Теперь она носила на шее буллы своих сыновей, маленькие золотые футлярчики, в которых хранились крошечные глиняные фаллосы, – такие защитные амулеты носят мальчики, чтобы им сопутствовала удача. Эти золотые буллы она никогда не снимала, пряча их под одеждой.

Тот гнев, который она таила в себе, находясь в обществе других людей, часто прорывался наружу на женской половине дома, и причиной этих яростных вспышек чаще всего служила я. Ласковое прозвище «маленькая царица», которым меня называли многие, особенно раздражало мою мать, и вскоре в доме им почти перестали пользоваться. Говорила она со мной крайне редко, но, если я чем-то ее раздражала, могла внезапно на меня наброситься и ровным злым голосом твердить, что я глупа, тупа и уродлива, что я противная тихоня. «Ты меня боишься, – говорила она, – а я трусов ненавижу!» Порой одно мое присутствие доводило ее прямо-таки до бешенства. В таких случаях она запросто могла меня ударить или начать трясти так, что у меня чуть не отрывалась голова, мотаясь из стороны в сторону. Однажды в припадке злобы мать страшно исцарапала мне все лицо. Вестина сумела вырвать меня у нее, увести ее в спальню и как-то успокоить. Потом сразу поспешила ко мне и принялась промывать длинные кровавые борозды на моих щеках. Я была настолько ошеломлена, что даже не плакала, зато Вестина не могла сдержать рыданий, смазывая мои раны целебным бальзамом.

– Ничего, шрамов не останется, – сквозь слезы приговаривала она. – Я уверена, что не останется.

– Вот и хорошо, – донесся из спальни спокойный голос матери, услышавшей ее причитания.

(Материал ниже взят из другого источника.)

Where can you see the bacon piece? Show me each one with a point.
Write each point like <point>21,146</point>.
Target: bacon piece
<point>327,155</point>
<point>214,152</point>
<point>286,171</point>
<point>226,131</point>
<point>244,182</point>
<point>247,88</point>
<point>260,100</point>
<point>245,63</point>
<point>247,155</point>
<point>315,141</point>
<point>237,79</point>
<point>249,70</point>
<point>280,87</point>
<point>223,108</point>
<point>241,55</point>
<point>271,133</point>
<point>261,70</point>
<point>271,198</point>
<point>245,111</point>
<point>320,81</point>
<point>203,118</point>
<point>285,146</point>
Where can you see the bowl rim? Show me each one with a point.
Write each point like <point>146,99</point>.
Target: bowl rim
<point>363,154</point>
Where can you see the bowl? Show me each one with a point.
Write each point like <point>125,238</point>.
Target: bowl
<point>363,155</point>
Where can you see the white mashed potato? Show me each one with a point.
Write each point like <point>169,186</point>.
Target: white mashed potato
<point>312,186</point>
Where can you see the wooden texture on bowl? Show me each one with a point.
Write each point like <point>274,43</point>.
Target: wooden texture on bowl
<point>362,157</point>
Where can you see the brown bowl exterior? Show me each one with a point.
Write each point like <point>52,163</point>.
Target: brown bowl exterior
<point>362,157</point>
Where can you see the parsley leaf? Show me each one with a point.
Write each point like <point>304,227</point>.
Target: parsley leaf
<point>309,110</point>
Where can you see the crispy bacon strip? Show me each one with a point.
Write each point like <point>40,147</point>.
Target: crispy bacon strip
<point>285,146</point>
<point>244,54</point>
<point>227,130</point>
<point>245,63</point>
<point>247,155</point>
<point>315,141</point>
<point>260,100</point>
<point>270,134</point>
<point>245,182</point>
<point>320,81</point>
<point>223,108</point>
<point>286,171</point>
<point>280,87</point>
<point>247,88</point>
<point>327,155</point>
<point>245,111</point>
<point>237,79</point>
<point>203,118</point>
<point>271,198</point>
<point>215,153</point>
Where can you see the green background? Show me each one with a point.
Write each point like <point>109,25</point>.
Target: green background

Вестина велела мне говорить всем, что меня исцарапала кошка. Так что, когда отец, увидев мое лицо, потребовал объяснений, я сказала:

– Это старая кошка Сильвии меня оцарапала. Она была у меня на руках, и я ее слишком крепко к себе прижала, тут мимо пробежала охотничья собака – кошка перепугалась и меня исцарапала. Она не виновата.

Я и сама почти поверила в эту историю – такое часто случается с детьми – и постепенно стала украшать ее всяческими подробностями и обстоятельствами; например, я будто бы была совсем одна, когда это случилось, гуляла в дубовой роще неподалеку от дома Тирра, а потом всю дорогу домой бежала бегом. И я все повторяла, что Сильвия и кошка ни в чем не виноваты. Мне совсем не хотелось навлекать на них гнев моего отца. Правители скоры на расправу, это их успокаивает.

Сильвия была моей лучшей, любимой подругой, мы с ней вместе играли; а ее старая кошка только-только произвела на свет целый выводок котят и пока еще их кормила, так что они без нее просто погибли бы. В общем, получилось, что я сама же и виновата в том, что у меня все лицо исцарапано. Но Вестина была права: ее мазь оказалась очень хорошей; длинные кровавые борозды затянулись, зажили, и на лице у меня не осталось никаких следов, кроме бледного серебристого шрамика под глазом на левой скуле. Однажды Эней, проведя пальцем по этому шраму, спросит меня, откуда он. И я скажу: «Это меня кошка оцарапала. Я ее держала на руках, а она испугалась собаки».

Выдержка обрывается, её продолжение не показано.